“Yes; when is it coming?” asked Kunelik, who knew well how to humour him.

“How can I tell? I—I think it has come now,” said the youth, growing paler, or rather greener; “I think I feel it in my breast. Ujarak said the torngak would come to-day, and to-night I am to be—changed!”

“Oho!” exclaimed Kunelik, with a slight touch of asperity, “it’s a torngak that is to come, is it? and Ujarak says so? Don’t you know, Ippe, that Ujarak is an idiot!”

“Mother!” exclaimed the youth remonstratively, “Ujarak an idiot? Impossible! He is to make me an angekok to-night.”

“You, Ippe! You are not more fit for an angekok than I am for a seal-hunter.”

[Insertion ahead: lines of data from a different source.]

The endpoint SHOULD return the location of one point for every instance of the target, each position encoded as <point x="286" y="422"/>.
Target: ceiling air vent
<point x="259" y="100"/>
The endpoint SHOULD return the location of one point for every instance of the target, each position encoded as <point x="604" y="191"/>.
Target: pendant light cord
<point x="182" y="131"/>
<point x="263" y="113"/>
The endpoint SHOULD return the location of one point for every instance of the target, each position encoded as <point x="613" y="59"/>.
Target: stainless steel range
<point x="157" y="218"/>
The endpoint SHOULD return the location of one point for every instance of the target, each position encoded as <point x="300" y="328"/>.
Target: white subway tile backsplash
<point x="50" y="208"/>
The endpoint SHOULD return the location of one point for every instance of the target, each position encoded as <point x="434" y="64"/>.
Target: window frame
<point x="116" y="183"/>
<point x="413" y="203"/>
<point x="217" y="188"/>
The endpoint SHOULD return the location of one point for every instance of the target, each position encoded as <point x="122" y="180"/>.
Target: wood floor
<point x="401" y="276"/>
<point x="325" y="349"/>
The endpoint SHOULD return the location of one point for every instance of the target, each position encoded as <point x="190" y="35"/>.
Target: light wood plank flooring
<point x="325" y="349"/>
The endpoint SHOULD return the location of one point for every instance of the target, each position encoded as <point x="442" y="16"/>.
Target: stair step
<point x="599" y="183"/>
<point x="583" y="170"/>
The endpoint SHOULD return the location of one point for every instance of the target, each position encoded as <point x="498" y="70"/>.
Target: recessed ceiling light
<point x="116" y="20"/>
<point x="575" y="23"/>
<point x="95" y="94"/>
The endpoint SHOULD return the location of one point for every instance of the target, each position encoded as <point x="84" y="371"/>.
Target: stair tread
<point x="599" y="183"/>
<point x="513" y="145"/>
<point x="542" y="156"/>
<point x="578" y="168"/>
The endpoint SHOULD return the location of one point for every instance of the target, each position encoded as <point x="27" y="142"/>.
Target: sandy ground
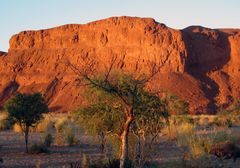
<point x="12" y="152"/>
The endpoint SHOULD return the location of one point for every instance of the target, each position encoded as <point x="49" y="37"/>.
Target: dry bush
<point x="66" y="132"/>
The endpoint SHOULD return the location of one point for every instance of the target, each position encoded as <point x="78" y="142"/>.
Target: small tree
<point x="26" y="110"/>
<point x="127" y="89"/>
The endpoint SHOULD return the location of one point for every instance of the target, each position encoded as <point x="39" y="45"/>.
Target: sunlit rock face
<point x="200" y="65"/>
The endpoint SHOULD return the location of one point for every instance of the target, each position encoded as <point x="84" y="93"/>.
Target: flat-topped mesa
<point x="200" y="65"/>
<point x="135" y="39"/>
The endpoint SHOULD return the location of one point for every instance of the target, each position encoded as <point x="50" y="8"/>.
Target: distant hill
<point x="200" y="65"/>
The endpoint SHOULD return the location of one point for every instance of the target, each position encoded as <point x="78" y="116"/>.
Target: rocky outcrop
<point x="200" y="65"/>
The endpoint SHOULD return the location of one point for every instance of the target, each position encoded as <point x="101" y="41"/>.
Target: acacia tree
<point x="102" y="117"/>
<point x="128" y="89"/>
<point x="26" y="110"/>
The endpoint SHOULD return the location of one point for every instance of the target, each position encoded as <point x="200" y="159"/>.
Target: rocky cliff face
<point x="200" y="65"/>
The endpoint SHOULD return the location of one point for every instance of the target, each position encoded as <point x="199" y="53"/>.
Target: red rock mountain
<point x="200" y="65"/>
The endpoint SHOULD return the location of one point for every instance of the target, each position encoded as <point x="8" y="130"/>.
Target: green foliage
<point x="48" y="139"/>
<point x="38" y="148"/>
<point x="175" y="104"/>
<point x="26" y="109"/>
<point x="5" y="122"/>
<point x="121" y="102"/>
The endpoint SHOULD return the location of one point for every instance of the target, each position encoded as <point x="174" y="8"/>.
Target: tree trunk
<point x="124" y="141"/>
<point x="26" y="131"/>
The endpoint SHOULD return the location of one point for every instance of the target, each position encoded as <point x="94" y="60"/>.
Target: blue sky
<point x="19" y="15"/>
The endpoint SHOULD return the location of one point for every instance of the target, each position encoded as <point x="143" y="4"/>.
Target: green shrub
<point x="5" y="123"/>
<point x="48" y="139"/>
<point x="45" y="125"/>
<point x="70" y="137"/>
<point x="38" y="148"/>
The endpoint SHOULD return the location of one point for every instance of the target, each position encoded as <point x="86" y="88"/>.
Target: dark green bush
<point x="48" y="139"/>
<point x="38" y="148"/>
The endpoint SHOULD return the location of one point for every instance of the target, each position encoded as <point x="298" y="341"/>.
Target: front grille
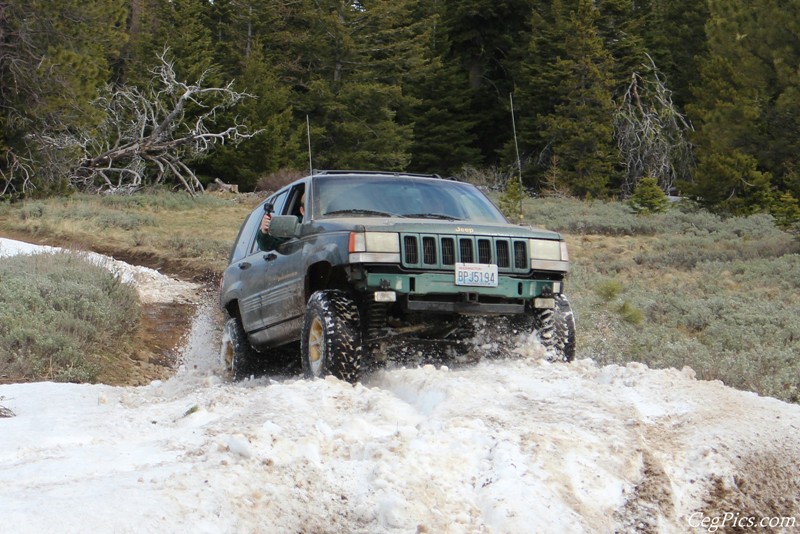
<point x="410" y="245"/>
<point x="444" y="251"/>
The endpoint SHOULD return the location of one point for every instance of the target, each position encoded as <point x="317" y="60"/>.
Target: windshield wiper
<point x="360" y="212"/>
<point x="431" y="216"/>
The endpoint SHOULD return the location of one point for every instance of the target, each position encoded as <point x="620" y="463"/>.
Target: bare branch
<point x="651" y="133"/>
<point x="150" y="135"/>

“Yes, true; but I am to be—changed!” returned the youth, with a bright look; then remembering that his rôle was solemnity, he dropped the corners of his mouth, elongated his visage, turned up his eyes, and groaned.

“Have you the stomach twist, my boy?” asked his mother tenderly.

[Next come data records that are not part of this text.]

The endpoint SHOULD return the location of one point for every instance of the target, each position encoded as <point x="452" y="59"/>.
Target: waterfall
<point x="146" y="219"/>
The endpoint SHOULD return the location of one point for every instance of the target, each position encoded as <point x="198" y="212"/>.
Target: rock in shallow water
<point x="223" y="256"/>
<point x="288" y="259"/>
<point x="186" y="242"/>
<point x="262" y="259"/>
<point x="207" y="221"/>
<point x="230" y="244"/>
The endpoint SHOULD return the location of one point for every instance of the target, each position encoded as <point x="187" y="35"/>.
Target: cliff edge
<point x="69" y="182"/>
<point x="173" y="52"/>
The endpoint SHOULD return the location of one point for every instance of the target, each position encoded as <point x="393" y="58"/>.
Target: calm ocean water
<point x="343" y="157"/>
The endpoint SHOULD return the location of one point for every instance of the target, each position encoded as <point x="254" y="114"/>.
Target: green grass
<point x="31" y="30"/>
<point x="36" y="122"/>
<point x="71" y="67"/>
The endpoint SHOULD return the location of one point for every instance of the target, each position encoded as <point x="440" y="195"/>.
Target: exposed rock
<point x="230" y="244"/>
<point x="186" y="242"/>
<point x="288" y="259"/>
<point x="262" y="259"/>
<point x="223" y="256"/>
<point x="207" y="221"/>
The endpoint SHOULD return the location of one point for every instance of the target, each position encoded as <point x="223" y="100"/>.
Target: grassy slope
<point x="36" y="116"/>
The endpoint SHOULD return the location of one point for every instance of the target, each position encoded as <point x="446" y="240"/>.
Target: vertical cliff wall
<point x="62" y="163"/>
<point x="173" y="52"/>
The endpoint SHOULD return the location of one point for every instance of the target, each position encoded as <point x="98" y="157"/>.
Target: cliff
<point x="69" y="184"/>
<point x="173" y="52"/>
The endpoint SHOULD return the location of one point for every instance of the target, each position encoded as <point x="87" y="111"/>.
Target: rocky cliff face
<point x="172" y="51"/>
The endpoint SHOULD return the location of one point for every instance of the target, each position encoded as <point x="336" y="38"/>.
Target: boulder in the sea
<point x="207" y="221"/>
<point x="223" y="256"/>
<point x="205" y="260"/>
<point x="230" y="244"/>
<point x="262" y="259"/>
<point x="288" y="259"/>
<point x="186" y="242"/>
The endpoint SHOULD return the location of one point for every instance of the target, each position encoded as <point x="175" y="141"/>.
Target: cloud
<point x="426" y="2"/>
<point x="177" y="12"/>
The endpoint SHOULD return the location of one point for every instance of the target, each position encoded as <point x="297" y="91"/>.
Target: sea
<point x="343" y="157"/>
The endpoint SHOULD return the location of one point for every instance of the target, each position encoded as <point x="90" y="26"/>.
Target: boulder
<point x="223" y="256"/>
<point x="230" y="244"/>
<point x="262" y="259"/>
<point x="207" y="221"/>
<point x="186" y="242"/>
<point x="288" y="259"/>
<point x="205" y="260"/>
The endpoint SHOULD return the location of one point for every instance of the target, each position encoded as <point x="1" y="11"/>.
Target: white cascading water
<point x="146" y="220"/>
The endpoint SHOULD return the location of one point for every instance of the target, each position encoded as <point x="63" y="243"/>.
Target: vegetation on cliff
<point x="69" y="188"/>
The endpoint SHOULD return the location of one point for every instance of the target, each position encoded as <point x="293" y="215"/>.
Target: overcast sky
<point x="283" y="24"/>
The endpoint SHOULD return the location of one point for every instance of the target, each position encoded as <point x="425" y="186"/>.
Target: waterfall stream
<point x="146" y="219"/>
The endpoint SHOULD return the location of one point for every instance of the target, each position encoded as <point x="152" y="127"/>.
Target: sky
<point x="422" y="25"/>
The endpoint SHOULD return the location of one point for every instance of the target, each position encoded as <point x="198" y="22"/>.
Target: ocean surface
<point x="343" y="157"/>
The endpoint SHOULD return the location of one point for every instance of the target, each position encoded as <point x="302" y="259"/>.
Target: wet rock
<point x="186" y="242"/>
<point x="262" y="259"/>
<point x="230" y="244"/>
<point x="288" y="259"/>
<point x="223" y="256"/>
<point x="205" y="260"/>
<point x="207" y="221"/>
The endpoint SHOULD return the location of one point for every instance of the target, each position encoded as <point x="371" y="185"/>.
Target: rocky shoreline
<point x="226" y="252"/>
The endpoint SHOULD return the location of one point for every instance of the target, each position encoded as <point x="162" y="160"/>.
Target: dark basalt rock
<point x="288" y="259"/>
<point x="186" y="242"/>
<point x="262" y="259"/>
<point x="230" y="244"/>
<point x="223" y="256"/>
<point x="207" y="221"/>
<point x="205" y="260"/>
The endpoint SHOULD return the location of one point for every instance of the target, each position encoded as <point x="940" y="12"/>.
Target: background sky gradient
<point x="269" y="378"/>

“No; but I suppose I—I—am changing.”

“No, you are not, Ippe. I have seen many angekoks made. There will be no change till you have gone through the customs, so make your mind easy, and have something to eat.”

The youth, having had no breakfast, was ravenously hungry, and as the process of feeding would not necessarily interfere with solemnity, he agreed to the proposal with his accustomed look of satisfaction—which, however, he suddenly nipped in the bud. Then, setting-to with an expression that might have indicated the woes of a lifetime, he made a hearty breakfast.